Lyra 2.0 makes large, explorable 3D scenes from one image by fixing two common video-generation failures

April 15, 2026arXiv: 2604.13036v1

Lyra 2.0 is a method that starts from a single photo and lets a user explore a large, synthetic 3D world. The system first generates a camera-controlled video that simulates walking through the scene. It then lifts those generated frames into a 3D model ready for real-time rendering and simulation. The paper focuses on making these generated scenes stay consistent over long walks and large viewpoint changes.

The authors identified two main failure modes that break long explorations. The first is spatial forgetting: as the camera moves, parts seen earlier fall outside the short time window the video model remembers, so the model hallucinates different structures when those places are revisited. The second is temporal drifting: because frames are generated one after another, small errors accumulate and the scene’s colors and shapes slowly drift away from reality. Left unchecked, both problems ruin the idea of a persistent 3D world.

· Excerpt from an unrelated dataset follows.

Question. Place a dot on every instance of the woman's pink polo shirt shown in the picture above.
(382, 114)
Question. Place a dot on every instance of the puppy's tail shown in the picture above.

To fix spatial forgetting, Lyra 2.0 keeps a lightweight 3D proxy for every generated frame and uses those proxies only to find and fetch relevant past frames and to build dense pixel correspondences to the current view. In plain terms, the system uses geometry as a guide to look up the right past images, but it does not force the 3D proxy to be the final appearance. The actual image synthesis still comes from a video diffusion model — a type of generative video network trained on large image and video collections — so the model can use its learned sense of how things should look.

To reduce temporal drifting, the team trains the video model with a self-augmentation trick. During training they sometimes condition the model on its own recent denoised predictions instead of perfect ground-truth frames. This exposes the network to the kinds of small errors it will actually make at test time and teaches it to correct them instead of passing them on. Combined with retrieving high-overlap historical frames, this helps the model keep appearance and geometry stable over much longer camera paths.